Updated on September 14, 2011

In this, the second article in the series, we go over building a game map that looks good. First things first, you'll recall in our first article, we talked about how you can rename the map and change the tileset by right clicking on the map in the menu. You can also change the size of the map there, which is useful if you want to create a larger world map for your players to explore.

A simple game map created in RPG Maker XP using the layer system.
A simple game map created in RPG Maker XP using the layer system.

How To Use The RPG Maker XP Layer System To Create A Game Map

There are three layers in RPG Maker, four if you count the event layer. The first three layers are used to build up the game world in a way that looks realistic, or at least visually appealing.

The first layer is the background layer. This is the only layer that comes already drawn in on the map when you open a new project. (New maps opened during the course of the project will not have the background drawn in.)

How To Edit The Background Layer

You can change what's on this layer simply by selecting a new texture and placing it either with the pencil tool, which allows you to place individual tiles, the rectangle and ellipse tools, which place a group of tiles in the shape of a rectangle or ellipse. How big the rectangle or ellipse is depends on how far you drag the mouse once you've placed the first block. For making mass changes, there's also the fill tool, in the form of a bucket. This will fill whichever layer you have selected with whatever tile you have selected. If you're working with a large map, you can use the zooming tools to zoom out and cover a much greater area more easily.
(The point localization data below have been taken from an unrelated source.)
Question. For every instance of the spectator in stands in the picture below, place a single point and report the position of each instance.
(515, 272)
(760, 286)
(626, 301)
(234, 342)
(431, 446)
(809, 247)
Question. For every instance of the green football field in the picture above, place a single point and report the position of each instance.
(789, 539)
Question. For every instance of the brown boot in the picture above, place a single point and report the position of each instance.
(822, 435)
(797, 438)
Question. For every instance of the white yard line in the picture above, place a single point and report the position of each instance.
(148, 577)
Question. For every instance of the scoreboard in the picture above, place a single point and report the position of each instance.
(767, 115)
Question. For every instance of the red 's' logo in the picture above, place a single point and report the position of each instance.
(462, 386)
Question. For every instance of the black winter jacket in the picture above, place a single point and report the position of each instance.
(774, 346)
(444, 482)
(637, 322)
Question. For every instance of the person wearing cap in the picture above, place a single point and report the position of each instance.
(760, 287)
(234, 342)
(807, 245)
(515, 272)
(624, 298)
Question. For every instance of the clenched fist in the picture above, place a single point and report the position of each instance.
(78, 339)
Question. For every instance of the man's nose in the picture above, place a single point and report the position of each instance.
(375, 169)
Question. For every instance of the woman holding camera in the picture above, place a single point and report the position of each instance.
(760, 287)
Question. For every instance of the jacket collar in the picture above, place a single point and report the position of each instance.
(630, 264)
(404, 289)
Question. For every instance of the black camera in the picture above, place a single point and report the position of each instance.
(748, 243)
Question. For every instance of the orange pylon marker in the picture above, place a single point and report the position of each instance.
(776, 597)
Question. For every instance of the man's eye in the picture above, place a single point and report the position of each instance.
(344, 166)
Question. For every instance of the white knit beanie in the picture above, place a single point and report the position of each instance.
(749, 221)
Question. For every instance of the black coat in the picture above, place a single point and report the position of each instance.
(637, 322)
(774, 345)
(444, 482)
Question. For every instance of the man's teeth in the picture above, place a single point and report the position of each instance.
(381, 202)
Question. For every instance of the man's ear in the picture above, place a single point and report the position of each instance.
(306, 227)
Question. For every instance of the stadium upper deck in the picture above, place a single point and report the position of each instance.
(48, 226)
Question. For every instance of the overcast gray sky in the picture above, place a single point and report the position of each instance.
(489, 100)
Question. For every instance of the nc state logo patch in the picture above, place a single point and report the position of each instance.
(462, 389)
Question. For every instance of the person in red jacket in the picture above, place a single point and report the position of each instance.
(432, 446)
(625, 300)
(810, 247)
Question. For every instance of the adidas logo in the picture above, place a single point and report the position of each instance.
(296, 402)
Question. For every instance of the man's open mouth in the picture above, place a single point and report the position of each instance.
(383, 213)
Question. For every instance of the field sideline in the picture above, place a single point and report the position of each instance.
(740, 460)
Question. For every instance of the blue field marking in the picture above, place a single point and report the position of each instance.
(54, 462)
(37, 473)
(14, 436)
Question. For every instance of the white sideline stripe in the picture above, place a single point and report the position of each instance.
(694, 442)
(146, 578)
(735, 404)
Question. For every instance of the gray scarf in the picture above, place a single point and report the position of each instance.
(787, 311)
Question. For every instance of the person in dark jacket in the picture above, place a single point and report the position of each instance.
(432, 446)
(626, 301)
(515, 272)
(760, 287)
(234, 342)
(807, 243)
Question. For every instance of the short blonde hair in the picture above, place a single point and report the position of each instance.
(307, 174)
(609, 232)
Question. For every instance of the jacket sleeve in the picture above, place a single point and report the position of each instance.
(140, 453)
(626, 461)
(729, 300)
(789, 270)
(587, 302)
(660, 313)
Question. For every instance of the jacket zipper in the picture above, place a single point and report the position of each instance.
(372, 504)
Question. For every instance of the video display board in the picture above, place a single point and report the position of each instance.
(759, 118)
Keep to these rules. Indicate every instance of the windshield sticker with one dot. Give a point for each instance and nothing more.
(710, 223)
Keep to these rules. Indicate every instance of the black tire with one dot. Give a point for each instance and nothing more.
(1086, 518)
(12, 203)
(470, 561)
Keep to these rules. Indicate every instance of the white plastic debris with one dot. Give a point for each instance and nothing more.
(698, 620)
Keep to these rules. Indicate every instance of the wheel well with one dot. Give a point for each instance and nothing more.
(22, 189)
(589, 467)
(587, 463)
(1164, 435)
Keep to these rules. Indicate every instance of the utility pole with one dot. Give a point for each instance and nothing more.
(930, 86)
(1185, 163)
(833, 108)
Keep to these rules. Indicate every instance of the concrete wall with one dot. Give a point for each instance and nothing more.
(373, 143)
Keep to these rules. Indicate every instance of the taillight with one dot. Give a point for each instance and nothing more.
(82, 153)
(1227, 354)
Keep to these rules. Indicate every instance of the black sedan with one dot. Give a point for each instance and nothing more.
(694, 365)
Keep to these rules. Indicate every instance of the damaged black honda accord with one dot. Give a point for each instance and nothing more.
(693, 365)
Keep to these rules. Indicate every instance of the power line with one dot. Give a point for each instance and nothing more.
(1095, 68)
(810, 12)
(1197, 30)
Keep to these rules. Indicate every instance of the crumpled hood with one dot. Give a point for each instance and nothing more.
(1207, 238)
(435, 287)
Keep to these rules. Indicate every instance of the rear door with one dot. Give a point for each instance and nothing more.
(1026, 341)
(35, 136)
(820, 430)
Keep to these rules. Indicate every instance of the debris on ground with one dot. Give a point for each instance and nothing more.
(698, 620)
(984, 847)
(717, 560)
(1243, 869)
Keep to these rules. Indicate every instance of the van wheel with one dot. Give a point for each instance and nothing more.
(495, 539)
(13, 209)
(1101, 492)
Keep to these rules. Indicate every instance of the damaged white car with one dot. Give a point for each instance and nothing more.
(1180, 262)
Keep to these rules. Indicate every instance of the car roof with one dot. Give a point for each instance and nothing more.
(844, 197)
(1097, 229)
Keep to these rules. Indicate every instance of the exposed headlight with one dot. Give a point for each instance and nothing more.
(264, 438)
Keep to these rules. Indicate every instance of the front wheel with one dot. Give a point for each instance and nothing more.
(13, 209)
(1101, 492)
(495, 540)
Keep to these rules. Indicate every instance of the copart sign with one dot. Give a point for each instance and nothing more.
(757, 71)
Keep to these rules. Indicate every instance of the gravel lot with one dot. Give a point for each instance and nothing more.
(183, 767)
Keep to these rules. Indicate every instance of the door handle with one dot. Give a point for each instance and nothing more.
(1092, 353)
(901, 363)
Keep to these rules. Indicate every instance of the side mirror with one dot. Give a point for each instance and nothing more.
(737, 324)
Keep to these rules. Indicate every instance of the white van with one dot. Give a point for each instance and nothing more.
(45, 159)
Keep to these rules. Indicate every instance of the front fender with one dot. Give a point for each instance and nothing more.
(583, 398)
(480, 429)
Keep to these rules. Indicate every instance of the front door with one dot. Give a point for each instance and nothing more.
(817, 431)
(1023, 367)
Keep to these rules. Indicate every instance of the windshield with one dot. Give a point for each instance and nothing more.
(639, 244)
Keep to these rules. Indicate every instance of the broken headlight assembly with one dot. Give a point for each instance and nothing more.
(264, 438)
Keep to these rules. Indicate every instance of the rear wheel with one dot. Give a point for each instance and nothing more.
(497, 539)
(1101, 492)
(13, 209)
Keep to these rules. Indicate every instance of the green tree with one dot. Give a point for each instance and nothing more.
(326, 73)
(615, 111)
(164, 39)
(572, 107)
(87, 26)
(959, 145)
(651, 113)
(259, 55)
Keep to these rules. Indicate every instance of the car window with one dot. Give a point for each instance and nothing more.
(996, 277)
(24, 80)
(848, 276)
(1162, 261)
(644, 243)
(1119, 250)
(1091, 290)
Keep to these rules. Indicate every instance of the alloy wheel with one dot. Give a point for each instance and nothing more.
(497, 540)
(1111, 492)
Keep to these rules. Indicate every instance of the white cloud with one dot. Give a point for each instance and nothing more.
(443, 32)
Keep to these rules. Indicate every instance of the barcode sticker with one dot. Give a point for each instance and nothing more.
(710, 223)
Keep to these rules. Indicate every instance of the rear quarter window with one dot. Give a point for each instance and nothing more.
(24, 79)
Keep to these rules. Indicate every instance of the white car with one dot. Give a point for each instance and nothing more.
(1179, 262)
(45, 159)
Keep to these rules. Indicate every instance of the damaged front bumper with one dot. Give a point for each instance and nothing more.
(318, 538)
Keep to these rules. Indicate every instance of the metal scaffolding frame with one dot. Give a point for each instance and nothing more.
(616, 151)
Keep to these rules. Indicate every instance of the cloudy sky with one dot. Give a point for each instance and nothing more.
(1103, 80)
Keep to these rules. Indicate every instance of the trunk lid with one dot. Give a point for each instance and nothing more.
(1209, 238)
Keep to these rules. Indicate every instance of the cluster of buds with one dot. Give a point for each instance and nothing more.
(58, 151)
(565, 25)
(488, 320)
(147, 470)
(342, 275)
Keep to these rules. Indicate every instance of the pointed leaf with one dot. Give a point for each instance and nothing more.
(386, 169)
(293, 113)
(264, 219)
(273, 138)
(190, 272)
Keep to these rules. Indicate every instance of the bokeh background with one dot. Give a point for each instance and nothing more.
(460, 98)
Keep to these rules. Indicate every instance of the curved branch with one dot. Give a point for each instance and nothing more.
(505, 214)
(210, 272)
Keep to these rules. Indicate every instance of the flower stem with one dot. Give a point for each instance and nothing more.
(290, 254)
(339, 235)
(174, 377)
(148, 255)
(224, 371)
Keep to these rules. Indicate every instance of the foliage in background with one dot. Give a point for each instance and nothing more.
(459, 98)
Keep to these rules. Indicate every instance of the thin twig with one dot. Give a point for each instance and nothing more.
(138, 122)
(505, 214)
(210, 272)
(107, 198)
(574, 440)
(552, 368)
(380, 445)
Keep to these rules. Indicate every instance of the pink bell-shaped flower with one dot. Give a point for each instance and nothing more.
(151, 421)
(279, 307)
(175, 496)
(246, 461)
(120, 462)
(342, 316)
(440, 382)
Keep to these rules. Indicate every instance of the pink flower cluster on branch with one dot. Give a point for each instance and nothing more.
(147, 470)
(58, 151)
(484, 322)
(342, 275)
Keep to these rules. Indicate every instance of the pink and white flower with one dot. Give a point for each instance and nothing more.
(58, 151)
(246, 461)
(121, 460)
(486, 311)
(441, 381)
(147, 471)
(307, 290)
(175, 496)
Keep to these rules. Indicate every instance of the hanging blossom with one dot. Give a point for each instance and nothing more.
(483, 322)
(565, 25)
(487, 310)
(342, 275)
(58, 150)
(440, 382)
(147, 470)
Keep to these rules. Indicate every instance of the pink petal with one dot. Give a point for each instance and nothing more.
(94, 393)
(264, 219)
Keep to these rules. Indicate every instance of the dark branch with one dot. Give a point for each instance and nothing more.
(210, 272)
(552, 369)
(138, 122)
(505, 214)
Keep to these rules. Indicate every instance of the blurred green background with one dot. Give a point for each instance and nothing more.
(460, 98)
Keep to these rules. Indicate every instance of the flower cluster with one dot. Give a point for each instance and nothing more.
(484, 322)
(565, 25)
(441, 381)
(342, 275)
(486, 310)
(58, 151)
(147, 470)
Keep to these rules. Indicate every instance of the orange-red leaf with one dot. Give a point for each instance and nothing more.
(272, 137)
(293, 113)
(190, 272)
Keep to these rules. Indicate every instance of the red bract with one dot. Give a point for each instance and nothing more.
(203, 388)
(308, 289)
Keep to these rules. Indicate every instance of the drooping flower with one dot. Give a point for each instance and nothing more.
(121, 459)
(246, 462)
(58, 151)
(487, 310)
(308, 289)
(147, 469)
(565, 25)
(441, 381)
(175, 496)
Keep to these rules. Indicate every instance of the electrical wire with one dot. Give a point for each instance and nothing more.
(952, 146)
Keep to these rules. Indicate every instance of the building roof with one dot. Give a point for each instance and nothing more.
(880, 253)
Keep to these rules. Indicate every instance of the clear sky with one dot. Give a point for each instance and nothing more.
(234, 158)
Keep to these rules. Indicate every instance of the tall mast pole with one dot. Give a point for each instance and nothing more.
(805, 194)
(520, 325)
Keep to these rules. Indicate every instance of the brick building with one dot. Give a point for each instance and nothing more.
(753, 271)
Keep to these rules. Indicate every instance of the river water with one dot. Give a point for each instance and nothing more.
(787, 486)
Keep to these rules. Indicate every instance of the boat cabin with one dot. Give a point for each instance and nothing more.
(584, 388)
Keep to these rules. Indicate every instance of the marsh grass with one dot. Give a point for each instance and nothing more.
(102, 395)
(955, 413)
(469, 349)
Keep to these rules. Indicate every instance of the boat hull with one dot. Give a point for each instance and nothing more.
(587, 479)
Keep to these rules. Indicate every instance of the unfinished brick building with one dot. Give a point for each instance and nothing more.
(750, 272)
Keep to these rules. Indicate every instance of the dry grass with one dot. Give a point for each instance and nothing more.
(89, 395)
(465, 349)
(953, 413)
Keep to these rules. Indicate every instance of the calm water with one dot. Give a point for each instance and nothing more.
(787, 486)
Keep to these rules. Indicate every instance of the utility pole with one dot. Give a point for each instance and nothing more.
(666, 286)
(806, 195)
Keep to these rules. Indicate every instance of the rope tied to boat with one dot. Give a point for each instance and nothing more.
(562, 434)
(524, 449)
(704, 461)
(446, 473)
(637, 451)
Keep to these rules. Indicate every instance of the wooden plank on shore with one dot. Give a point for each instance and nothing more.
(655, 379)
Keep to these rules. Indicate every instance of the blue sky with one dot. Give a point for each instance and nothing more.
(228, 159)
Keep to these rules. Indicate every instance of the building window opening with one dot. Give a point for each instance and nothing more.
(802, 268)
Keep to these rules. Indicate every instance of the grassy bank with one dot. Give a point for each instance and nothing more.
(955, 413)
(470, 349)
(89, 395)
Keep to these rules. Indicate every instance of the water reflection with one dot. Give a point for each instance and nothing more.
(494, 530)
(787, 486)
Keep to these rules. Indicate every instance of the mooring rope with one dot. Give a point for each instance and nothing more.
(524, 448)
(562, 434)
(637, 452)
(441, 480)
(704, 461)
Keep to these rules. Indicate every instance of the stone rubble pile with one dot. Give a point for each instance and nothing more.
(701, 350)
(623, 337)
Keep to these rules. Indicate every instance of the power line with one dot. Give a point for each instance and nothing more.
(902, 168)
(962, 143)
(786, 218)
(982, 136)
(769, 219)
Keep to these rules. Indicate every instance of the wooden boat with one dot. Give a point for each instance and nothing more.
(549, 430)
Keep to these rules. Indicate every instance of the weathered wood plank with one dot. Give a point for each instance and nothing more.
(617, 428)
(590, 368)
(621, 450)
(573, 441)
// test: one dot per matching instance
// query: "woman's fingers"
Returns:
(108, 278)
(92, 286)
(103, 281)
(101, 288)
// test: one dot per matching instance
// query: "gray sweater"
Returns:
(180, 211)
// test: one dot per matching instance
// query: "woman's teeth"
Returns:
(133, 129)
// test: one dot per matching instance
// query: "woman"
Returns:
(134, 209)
Tent on second layer, tree on third.
Tent on second layer, tree on third.
Tent and tree both on second layer.
Tent and tree both on second layer.

How To Edit The Second And Third Layers

The second and third layers don't have names per se, but they overlay one another. If you want to place two items on the map together, like say, the side of a cliff with a tree in front of it, you'll need to place the cliff texture on the second layer, and the tree on the third layer. It may help to think of the third layer as being the one closest to the 'camera' and the second layer as being further back in the distance.

Tilesets have a lot of negative space in them and because you always select a square area, things can start to look very awkward and 'wrong' if you don't use the layer system. You'll get clipping of existing objects when you place new ones over them on the same layer. With RPG Maker XP you're limited to laying just two objects over one another, (three, if you're counting the background layer) so be careful when designing your map to do so in such a way that the overlapping not only looks natural, but can be performed in three layers.

For example, grass, tree, crate is possible, but grass, tree, crate and cart is not.